There’s also funding in the Budget for our ambitious trade agenda, the film industry, and research and development.
Of course, we can only make these investments because of a strong growing economy and a good set of government accounts.
The latest accounts show the books continue to exceed forecasts with a $1.5 billion surplus for the nine months to March, $1.3 billion ahead of Treasury’s forecast just four months ago.
The hard work of all Kiwis, supported by the government, means we’ve given ourselves choices that few other countries have. While some similar countries are having to make hard decisions about which programmes to cut, we’re in the happy position of being able to fund well-thought-through new initiatives that make a difference to people’s lives.
However, we need to retain our focus on delivering a strong economy, not just on sharing the returns of it, because if we slip back these opportunities could disappear pretty quickly.

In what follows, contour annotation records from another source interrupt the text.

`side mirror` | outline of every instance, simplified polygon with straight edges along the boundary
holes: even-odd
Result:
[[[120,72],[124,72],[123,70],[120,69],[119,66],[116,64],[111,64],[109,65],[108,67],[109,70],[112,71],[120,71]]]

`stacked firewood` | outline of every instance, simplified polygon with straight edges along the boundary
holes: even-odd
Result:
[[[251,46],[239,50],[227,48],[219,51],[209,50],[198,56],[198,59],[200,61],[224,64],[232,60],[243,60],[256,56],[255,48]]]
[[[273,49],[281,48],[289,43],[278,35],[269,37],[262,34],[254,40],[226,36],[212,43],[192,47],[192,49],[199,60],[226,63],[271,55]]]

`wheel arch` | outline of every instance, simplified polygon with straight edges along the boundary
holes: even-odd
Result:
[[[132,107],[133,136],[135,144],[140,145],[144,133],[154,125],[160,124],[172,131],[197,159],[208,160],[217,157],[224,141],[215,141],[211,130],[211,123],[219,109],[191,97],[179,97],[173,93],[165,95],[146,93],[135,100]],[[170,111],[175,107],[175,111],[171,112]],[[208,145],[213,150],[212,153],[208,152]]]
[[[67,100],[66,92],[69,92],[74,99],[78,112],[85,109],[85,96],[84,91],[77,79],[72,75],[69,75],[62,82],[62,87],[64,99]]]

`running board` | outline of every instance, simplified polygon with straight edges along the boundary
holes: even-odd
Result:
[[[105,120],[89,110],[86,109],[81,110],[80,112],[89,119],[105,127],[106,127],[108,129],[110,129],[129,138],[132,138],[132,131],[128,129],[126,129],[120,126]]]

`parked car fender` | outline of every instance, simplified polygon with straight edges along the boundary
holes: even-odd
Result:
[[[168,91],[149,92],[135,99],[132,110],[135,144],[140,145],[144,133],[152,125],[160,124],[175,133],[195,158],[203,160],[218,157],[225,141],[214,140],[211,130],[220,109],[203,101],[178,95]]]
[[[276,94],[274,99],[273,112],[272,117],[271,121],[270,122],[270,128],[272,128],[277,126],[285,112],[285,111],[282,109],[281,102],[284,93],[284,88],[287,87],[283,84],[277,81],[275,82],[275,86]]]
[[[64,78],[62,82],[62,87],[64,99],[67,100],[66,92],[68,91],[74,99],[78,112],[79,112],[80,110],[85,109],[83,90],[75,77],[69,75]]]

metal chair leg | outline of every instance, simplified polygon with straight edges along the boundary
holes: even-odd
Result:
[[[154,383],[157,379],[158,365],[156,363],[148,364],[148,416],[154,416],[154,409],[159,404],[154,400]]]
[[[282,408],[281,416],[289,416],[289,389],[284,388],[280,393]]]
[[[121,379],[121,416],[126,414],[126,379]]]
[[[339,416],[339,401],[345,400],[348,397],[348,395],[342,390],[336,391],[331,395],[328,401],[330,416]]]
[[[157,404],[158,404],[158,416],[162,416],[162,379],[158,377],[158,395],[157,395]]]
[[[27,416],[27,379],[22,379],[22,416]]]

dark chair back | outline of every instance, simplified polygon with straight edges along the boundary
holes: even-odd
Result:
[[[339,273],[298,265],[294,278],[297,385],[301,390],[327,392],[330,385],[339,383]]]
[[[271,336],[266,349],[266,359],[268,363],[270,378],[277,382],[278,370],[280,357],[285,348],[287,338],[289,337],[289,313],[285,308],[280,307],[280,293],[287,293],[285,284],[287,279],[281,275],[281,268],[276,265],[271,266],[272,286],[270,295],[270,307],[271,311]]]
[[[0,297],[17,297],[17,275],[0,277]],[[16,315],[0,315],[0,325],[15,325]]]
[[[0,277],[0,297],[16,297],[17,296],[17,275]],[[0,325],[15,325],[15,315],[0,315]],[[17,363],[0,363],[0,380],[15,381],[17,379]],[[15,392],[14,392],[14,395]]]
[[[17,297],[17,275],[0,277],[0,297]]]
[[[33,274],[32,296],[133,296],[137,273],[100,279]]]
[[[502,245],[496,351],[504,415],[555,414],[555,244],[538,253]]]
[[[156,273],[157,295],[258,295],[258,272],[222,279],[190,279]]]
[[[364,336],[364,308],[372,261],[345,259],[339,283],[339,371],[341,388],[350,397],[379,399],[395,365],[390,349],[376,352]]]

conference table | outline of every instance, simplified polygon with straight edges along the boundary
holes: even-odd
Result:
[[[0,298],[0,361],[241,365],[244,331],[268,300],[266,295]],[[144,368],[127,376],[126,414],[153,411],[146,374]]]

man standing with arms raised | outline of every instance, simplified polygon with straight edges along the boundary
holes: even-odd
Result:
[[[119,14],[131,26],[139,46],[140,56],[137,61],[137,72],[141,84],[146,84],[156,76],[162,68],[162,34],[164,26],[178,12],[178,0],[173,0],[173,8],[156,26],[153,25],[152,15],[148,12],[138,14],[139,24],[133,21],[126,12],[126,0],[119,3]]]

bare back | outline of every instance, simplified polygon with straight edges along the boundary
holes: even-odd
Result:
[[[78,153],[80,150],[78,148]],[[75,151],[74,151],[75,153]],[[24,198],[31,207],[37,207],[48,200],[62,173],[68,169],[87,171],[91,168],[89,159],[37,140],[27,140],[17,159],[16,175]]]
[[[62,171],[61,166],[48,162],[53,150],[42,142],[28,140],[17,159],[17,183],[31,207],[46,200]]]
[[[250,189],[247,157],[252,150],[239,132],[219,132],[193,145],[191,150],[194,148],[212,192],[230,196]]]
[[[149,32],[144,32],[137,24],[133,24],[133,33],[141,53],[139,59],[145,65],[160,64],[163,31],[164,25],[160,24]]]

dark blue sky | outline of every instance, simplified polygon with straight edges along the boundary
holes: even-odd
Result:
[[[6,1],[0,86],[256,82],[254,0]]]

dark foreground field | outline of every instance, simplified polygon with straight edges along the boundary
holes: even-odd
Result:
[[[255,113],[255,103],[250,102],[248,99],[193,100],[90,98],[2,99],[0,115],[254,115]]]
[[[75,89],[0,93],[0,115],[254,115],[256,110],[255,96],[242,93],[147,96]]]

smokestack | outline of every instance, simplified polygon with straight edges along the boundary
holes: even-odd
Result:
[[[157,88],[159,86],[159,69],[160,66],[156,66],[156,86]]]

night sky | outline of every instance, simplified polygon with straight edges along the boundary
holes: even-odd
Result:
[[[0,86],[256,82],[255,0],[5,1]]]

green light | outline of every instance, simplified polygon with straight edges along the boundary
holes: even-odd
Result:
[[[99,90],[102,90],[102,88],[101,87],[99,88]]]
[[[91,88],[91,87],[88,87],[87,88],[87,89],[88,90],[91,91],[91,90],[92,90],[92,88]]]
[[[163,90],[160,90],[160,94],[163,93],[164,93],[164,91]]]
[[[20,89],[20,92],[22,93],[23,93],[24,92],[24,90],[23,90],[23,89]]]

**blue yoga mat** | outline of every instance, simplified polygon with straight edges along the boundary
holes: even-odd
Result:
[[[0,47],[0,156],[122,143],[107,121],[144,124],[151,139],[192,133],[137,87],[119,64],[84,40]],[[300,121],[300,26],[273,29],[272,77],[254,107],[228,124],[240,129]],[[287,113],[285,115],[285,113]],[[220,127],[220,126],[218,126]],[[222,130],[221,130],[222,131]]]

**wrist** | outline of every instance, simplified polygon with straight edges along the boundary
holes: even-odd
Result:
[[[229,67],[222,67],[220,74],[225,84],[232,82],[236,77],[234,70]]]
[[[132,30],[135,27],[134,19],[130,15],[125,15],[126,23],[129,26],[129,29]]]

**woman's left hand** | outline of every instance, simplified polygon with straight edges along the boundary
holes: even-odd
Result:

As we know, we have to prepare ourselves for any future shocks. That’s why, along with improving public services, investing in infrastructure needed for a growing economy, and sharing the benefits of economic growth, we’re working to reduce net debt to 20 per cent of GDP by 2020. But we need to shore up our resiliency further. That’s why we’ve set a target of reducing net debt to between 10 and 15 per cent of gross domestic product by 2025.
Low debt gives us the flexibility to adjust to sudden changes in circumstances without cutting entitlements, as has happened with the Global Financial Crisis and Christchurch earthquakes of the past seven or eight years.